In addition to a tax deduction now (traditional IRA) or tax-free income in retirement (Roth IRA), the other major tax benefit of IRA investing is tax-deferred compounding. In other words, when your investments pay dividends, or when you sell investments at a profit, you won't have to pay dividend or capital gains taxes each year.
For this reason, putting your highest-dividend stocks in your IRA is the best way to maximize its long-term potential. When you're paying taxes on your dividends each year, it leaves you with less money to reinvest, and it can have a significant impact on your returns over time.
This is especially true for stocks that don't qualify for qualified dividend tax treatment, such as REITs and foreign stocks, whose distributions are generally treated as ordinary income.
On the other hand, non-dividend stocks you plan to hold for the long term make the most sense to hold in your taxable accounts, as you don't pay taxes on capital gains until you sell.
To illustrate the importance of placing your highest-paying investments in tax-advantaged accounts, consider this hypothetical and simplified example.
Let's say that you have $3,000 to invest in two stocks, one in your traditional IRA and the other in a taxable brokerage account. One of the stocks is a high-yield dividend stock that pays a 5% ordinary (not qualified) dividend, and the other is Berkshire Hathaway, which doesn't pay a dividend.
For simplicity, we'll assume that both stocks deliver 10% total returns over the long run. The dividend stock pays a 5% yield and increases in price by 5% per year, while Berkshire's gain is all in its stock price. We'll also assume you're in the 22% tax bracket and have a 20-year time horizon.
If you keep the dividend payer in your traditional IRA and Berkshire in your taxable account, the value of both investments after 20 years would be roughly $20,180. Selling Berkshire would result in a $17,180 long-term capital gain, which at the current applicable 15% rate would lower your total sale proceeds to $16,400. Selling the dividend stock and withdrawing the money would result in 22% income tax on the entire amount, resulting in proceeds of $15,740. Between the two, you'd have $32,140.
Now, let's say you did the opposite and held the dividend stock in a taxable account and Berkshire in your IRA. Your Berkshire investment would have grown to $20,180 and its sale and withdrawal would be taxable as ordinary income, so you'd have $15,740. However, your dividends paid by the other stock would be taxable every year, reducing your annualized return. After 20 years, the investment would grow to $16,510. I'll spare you the mathematics of 20 years of reinvested dividends, but when you sold the stock, you paid capital gains on the profit.
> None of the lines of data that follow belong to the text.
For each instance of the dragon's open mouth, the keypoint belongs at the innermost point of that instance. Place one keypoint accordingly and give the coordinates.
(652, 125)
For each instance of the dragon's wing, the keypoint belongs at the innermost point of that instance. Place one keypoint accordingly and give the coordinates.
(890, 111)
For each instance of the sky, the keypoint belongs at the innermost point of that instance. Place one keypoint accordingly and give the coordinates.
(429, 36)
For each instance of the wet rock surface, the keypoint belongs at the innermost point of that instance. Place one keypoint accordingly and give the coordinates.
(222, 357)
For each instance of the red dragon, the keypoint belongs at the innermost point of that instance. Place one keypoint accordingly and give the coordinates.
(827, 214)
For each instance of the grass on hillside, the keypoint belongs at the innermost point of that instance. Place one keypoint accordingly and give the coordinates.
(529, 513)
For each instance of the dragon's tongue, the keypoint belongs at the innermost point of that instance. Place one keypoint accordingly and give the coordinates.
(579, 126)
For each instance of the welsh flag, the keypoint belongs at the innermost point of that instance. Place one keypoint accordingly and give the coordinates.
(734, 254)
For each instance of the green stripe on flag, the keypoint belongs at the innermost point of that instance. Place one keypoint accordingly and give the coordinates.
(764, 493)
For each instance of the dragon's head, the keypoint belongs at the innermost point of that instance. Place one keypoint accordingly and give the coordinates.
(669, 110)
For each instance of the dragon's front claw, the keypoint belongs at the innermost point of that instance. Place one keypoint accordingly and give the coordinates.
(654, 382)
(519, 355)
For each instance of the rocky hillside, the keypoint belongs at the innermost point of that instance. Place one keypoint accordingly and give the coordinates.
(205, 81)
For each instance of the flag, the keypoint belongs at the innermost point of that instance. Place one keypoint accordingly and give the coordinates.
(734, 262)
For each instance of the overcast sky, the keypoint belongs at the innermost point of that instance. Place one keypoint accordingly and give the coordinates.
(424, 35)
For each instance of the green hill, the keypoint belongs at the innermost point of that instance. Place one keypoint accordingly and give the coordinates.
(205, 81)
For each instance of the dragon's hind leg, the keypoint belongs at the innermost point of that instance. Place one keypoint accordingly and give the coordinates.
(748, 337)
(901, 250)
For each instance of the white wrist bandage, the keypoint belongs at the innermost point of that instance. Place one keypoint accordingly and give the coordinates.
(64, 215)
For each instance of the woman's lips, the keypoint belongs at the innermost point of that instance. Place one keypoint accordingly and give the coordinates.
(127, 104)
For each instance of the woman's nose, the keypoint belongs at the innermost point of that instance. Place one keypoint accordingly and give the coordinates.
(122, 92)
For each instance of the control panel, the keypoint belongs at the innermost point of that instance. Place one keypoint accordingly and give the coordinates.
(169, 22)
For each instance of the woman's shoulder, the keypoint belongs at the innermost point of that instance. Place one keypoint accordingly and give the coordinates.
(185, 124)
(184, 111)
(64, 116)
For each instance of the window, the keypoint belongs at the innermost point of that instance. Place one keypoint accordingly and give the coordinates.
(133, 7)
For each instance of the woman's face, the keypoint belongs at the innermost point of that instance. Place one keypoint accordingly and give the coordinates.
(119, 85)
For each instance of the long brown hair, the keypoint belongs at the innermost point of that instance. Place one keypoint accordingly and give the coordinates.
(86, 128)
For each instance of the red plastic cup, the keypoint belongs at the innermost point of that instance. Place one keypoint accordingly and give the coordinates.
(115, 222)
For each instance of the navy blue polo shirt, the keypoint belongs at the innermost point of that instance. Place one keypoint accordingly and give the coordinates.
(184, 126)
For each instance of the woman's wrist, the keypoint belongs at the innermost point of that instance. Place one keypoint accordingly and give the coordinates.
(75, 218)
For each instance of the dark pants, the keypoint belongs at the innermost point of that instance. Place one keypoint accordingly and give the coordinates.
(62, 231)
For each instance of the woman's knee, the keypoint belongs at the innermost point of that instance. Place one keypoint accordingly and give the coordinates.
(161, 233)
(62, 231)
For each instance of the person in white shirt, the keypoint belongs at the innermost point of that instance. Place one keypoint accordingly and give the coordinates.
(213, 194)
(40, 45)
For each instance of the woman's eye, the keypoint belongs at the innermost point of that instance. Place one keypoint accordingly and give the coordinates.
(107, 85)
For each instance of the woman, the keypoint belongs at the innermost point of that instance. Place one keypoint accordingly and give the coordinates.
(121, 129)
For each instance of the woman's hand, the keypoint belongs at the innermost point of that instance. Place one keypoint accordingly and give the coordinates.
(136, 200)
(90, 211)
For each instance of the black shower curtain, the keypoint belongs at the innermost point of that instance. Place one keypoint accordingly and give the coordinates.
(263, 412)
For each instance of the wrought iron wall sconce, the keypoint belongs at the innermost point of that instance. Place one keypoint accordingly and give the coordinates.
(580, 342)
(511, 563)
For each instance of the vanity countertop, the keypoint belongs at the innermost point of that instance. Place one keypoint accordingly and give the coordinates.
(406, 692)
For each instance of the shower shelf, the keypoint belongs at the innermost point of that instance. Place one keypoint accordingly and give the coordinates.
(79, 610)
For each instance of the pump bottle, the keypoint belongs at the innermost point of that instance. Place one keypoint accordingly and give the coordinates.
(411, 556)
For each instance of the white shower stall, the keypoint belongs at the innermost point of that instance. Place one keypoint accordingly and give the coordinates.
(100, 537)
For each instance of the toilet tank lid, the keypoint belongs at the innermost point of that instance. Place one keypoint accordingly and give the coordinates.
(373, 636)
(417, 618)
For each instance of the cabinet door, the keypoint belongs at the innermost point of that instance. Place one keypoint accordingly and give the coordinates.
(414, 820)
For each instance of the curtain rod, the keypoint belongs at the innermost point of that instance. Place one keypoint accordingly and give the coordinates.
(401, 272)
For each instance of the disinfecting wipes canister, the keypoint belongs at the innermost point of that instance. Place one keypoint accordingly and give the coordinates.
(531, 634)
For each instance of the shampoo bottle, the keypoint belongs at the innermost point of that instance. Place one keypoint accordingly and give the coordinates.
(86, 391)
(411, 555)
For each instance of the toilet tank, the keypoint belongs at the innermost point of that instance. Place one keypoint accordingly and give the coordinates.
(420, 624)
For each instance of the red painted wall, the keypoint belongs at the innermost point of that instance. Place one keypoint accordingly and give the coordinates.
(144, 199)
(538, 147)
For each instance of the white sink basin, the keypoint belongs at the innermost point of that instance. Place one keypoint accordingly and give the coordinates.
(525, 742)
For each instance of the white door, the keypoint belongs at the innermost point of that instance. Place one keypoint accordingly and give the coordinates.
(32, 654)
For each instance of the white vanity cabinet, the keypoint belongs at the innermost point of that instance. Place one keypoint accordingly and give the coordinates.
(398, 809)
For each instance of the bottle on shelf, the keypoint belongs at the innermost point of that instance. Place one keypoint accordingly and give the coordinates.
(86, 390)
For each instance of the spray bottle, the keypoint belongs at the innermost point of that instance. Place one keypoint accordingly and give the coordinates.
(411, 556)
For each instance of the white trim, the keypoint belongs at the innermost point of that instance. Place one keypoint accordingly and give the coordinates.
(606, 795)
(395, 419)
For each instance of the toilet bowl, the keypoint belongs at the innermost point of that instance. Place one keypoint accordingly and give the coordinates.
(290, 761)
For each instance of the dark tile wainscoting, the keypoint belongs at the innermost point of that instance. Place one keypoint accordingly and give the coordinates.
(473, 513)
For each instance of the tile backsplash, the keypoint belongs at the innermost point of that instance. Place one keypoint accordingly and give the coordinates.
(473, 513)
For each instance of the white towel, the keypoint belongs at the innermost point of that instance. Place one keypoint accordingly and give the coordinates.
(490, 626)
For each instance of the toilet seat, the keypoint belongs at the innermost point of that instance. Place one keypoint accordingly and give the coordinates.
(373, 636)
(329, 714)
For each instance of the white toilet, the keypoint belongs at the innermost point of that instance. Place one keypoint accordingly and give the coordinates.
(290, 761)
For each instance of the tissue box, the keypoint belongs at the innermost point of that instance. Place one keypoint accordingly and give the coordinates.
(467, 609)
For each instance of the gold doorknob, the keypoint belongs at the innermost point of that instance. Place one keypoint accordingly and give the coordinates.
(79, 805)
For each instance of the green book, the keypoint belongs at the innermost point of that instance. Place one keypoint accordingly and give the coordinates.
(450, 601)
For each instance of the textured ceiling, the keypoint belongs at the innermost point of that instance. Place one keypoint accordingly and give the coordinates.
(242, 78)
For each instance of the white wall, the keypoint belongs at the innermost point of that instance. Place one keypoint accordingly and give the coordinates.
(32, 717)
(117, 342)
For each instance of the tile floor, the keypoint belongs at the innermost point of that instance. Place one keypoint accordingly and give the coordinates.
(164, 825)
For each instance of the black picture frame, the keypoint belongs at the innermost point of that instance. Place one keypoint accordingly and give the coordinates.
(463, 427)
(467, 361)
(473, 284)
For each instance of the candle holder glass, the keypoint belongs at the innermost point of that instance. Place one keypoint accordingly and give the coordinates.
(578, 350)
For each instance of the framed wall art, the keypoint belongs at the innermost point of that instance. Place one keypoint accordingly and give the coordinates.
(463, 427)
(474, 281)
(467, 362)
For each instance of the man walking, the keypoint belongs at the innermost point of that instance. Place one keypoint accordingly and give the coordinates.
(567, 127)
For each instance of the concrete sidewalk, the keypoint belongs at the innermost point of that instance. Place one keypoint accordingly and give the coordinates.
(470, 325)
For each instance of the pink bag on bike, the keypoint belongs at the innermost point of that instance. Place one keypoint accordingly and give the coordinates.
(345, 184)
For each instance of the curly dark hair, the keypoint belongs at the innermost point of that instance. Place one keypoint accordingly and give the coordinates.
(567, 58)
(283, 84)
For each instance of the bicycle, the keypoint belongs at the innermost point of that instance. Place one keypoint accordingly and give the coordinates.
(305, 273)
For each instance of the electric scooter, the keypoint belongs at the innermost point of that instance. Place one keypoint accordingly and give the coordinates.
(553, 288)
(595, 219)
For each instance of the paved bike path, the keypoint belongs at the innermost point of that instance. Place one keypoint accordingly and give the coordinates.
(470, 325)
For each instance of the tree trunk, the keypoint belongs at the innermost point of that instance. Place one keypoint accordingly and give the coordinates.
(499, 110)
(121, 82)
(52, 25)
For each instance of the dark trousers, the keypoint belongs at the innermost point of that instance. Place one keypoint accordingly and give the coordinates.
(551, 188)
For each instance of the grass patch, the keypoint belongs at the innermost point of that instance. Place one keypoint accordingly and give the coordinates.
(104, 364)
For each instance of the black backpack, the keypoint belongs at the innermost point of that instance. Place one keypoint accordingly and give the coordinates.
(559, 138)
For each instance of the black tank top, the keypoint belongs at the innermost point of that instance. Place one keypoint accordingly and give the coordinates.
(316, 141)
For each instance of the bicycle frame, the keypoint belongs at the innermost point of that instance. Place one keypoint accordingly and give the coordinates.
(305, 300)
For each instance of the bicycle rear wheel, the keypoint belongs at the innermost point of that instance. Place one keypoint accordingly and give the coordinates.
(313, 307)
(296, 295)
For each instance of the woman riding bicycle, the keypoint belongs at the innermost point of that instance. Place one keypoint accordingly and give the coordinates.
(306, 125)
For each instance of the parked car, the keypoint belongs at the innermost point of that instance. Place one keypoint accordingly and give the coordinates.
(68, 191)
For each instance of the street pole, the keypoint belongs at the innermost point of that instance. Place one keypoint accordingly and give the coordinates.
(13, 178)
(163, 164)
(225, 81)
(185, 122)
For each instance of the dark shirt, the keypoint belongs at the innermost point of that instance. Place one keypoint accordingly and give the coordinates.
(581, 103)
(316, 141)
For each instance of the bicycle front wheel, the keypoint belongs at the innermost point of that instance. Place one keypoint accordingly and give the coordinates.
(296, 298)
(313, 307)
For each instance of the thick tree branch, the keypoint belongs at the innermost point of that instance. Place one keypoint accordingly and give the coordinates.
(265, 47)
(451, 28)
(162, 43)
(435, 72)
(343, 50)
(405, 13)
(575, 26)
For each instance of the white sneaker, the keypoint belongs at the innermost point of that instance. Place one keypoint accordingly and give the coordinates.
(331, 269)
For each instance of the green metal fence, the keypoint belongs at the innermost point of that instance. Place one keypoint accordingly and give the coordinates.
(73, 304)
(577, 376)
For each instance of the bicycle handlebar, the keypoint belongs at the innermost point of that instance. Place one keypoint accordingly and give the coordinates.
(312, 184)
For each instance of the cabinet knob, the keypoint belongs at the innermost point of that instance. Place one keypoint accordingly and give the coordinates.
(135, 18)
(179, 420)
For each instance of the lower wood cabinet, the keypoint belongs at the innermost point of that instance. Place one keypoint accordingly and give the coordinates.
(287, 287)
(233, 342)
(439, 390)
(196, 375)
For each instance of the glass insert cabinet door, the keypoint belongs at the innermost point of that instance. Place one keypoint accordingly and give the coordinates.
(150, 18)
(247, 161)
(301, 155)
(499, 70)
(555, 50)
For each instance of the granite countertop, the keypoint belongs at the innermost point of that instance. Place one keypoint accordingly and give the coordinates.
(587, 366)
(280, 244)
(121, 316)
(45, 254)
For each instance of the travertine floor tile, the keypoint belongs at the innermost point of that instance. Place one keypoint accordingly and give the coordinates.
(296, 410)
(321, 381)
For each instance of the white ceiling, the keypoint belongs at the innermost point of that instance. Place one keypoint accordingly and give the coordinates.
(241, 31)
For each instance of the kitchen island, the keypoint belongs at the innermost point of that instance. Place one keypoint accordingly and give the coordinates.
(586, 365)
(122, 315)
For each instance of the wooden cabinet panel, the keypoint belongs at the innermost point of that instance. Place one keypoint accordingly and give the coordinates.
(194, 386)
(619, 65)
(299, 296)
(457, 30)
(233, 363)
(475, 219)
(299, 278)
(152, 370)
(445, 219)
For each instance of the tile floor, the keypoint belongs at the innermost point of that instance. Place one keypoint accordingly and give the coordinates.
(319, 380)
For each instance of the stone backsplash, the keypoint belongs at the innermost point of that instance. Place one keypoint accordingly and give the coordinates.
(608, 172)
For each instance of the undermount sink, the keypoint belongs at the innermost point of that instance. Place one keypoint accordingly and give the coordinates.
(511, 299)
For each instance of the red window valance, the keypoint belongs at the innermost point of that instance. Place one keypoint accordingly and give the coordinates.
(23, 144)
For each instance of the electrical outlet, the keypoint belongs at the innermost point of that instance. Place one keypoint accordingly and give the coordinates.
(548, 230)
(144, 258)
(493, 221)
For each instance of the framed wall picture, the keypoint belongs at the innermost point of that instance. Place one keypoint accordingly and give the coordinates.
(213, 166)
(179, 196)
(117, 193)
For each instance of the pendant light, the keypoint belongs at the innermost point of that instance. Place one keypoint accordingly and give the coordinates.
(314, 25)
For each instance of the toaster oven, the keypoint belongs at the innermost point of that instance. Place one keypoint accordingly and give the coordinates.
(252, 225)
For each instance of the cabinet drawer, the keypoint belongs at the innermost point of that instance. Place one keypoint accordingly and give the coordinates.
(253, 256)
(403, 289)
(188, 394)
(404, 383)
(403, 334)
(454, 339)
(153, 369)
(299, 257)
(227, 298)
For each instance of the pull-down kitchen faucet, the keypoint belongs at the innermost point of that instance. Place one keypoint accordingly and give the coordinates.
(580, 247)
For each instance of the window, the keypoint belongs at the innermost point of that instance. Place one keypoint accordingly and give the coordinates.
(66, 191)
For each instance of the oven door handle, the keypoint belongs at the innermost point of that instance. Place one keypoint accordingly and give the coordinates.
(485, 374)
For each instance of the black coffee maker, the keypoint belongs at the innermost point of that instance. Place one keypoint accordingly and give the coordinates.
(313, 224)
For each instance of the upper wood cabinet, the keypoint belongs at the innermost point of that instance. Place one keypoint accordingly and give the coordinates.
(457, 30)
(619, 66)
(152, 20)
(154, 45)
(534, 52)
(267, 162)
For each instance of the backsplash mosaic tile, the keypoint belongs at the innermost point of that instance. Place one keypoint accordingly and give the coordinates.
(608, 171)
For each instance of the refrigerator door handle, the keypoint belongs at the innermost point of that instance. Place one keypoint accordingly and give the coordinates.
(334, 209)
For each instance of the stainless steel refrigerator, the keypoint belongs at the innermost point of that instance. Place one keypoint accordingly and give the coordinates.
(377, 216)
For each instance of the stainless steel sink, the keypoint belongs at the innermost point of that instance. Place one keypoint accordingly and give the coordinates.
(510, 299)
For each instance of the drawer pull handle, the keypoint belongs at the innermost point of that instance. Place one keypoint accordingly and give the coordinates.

In all, your proceeds upon the sale would be $15,370. The total between the two investments would be $31,110.
Here's the point: By not allocating your investments into the correct accounts, you'd be robbing yourself of more than $1,000 in profits. Sure, this is a simplified example, but this illustrates the importance of using your IRA in the best possible way.
Maximize your returns
IRAs can be an excellent way to lower your taxes either now or in retirement, but to truly max out the value of your IRA, it's important to fill it with the kind of investments that take full advantage of the tax-free compounding power. As you've seen, holding the right kind of stocks in your IRA can make a big difference over the long run.